0

Example dataframe. enter image description here

I want to detect outliers per group and display it in a separate dataframe, for example, for each species name, anthopleura aureradiata, I want to look at values 27.75, 6.83, and 23.91, and calculate the outliers between these values. If I find that row 4 is an outlier for that particular species, I want to display it in my new dataframe. Does anyone know how to get about this?

Reproducible example:

x = data.frame("species" = c("Agao", "Beta", "Beta", "Beta", "Carrot", "Carrot"), "sum" = c(1, 100, 5, 4, 3, 0))
Vishesh Shrivastav
  • 2,079
  • 2
  • 16
  • 34
  • 1
    You can identify an outlier with `boxplot` `boxplot(x$sum, plot = FALSE)$out` – akrun Jan 23 '20 at 21:30
  • But that won't work because I need outliers PER group in my species column, so I need outliers for rows with the same species column.
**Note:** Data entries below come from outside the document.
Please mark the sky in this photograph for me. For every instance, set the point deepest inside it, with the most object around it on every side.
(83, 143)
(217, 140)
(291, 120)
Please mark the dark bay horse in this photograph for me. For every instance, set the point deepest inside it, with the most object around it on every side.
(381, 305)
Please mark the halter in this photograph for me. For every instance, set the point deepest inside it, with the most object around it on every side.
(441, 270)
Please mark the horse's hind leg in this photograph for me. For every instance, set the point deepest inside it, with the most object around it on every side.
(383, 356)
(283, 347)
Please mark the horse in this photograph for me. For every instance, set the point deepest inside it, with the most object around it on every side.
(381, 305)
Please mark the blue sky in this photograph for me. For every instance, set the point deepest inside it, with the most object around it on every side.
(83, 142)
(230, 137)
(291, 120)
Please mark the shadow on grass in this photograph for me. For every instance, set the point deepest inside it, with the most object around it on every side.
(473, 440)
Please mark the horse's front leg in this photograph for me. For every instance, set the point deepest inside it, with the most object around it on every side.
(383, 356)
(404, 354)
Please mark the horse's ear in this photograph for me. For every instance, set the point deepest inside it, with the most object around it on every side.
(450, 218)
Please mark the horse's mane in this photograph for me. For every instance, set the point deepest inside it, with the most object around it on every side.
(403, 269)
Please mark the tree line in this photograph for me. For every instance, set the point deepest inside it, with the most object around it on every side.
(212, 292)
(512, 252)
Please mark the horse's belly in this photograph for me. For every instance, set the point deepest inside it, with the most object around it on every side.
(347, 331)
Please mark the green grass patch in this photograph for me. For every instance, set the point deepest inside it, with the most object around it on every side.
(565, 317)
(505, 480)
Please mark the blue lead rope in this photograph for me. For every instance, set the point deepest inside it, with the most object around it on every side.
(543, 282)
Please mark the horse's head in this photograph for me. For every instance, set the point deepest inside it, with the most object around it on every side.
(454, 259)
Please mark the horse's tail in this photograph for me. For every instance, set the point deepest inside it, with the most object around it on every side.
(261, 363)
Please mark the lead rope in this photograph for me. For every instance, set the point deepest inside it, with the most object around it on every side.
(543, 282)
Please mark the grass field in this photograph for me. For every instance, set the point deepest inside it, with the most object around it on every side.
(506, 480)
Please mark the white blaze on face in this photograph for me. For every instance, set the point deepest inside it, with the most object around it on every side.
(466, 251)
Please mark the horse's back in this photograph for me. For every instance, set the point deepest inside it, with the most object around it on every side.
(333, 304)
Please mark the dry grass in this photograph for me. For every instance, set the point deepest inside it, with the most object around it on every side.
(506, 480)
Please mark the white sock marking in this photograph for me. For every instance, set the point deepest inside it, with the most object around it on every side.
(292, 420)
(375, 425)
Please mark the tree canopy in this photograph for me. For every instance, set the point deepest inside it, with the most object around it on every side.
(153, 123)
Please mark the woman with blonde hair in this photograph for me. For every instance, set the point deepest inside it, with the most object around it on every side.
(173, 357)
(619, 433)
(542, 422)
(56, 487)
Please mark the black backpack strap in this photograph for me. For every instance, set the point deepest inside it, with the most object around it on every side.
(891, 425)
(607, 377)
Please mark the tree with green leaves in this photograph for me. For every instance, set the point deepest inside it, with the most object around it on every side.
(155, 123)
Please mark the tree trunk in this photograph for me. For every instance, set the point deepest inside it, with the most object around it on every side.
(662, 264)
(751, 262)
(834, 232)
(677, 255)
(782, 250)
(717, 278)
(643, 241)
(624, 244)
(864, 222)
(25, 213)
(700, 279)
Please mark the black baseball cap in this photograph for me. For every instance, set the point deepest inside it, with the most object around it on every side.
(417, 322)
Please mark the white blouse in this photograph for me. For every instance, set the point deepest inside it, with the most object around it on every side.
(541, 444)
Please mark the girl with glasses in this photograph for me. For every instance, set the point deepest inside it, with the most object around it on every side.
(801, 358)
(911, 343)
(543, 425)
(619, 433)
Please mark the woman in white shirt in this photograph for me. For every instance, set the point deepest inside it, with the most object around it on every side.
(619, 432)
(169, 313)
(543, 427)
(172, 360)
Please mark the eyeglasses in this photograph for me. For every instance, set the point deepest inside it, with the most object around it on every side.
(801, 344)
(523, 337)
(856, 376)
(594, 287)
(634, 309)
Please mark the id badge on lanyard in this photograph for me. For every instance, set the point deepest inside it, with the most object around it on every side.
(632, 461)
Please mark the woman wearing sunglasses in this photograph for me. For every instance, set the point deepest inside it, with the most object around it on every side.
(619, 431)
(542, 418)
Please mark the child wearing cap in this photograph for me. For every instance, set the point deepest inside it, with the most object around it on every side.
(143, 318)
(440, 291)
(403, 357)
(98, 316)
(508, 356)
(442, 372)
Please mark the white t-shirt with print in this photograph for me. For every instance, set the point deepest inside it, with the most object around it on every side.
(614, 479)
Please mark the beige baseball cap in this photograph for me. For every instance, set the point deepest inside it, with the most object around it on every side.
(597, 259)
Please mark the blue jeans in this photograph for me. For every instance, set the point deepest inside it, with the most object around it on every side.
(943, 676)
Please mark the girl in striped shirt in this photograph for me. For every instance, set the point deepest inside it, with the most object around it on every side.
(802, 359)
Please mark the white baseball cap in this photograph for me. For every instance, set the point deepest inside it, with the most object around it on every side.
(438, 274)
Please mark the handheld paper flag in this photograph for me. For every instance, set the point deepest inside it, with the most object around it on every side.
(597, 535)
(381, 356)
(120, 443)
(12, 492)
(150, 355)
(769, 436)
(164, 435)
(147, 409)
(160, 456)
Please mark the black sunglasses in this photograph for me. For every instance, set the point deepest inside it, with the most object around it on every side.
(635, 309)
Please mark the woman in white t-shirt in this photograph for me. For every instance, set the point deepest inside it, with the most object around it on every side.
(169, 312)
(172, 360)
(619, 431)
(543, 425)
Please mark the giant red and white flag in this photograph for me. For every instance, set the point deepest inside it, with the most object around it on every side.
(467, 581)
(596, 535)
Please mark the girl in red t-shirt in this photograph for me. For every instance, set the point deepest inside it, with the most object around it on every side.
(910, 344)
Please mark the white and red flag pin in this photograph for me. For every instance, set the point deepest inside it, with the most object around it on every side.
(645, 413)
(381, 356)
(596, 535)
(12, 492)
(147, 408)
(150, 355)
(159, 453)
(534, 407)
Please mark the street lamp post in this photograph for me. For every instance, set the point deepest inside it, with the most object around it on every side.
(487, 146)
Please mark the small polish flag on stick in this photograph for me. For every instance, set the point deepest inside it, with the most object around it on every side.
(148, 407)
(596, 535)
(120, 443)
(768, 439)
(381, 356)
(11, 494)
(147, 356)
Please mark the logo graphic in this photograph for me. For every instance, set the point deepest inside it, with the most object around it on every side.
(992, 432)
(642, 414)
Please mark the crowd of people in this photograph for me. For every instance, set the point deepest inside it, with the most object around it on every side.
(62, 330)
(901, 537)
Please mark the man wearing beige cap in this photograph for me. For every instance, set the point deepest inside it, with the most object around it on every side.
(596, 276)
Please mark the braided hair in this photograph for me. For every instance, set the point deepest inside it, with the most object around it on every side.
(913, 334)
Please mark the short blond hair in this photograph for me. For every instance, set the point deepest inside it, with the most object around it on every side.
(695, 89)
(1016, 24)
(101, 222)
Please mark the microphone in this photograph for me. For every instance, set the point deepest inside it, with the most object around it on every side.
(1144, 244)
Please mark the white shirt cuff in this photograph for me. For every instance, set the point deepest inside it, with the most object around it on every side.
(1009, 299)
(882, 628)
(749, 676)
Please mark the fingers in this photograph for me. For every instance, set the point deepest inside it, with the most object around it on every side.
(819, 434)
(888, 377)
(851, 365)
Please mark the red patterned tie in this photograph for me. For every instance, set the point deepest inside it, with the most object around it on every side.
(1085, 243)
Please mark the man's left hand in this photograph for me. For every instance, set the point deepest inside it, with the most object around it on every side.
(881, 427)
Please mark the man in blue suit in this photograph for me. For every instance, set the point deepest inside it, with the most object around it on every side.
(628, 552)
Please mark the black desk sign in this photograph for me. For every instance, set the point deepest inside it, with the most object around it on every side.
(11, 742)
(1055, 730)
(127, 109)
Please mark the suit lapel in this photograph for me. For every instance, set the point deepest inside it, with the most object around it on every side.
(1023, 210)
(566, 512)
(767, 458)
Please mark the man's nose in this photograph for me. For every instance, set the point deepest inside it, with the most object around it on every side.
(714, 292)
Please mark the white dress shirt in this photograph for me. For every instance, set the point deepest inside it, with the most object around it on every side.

I think your method does it for every value in my dataframe – mexicanseafood Jan 23 '20 at 21:39
  • Just do a `group_by` operation – akrun Jan 23 '20 at 21:39
  • x %>% group_by(species) %>% boxplot(sum, plot = FALSE)$out , do you know why this wouldn't work? cheers – mexicanseafood Jan 23 '20 at 21:54
  • I would do `x %>% group_by(species) %>% mutate(i1 = sum %in% boxplot(sum, plot = FALSE)$out) %>% ungroup` – akrun Jan 23 '20 at 21:56
  • if the number of species are limited, you can create subset for each species (species1, species2, species3, etc.) and then do boxplot(species1$sum, species2$sum, species3$sum) – Aashay Mehta Jan 23 '20 at 22:03

1 Answers1

0

We can modify this function based on our requirement and use it to filter outliers for each group and create a new dataframe.

library(dplyr)

remove_outliers <- function(x, na.rm = TRUE, ...) {
    qnt <- quantile(x, probs=c(.25, .75), na.rm = na.rm, ...)
    H <- 1.5 * IQR(x, na.rm = na.rm)
    x < (qnt[1] - H) | x > (qnt[2] + H)
}

separate_dataframe <- x %>% group_by(species) %>% filter(remove_outliers(sum))
separate_dataframe

# species   sum
#  <fct>   <dbl>
#1 Beta     -100

data

x = data.frame(species = c("Agao", "Beta", "Beta", "Beta", "Beta", 
              "Carrot", "Carrot"),sum = c(1, 1, 5, 4, -100, 3,0))
Ronak Shah
  • 377,200
  • 20
  • 156
  • 213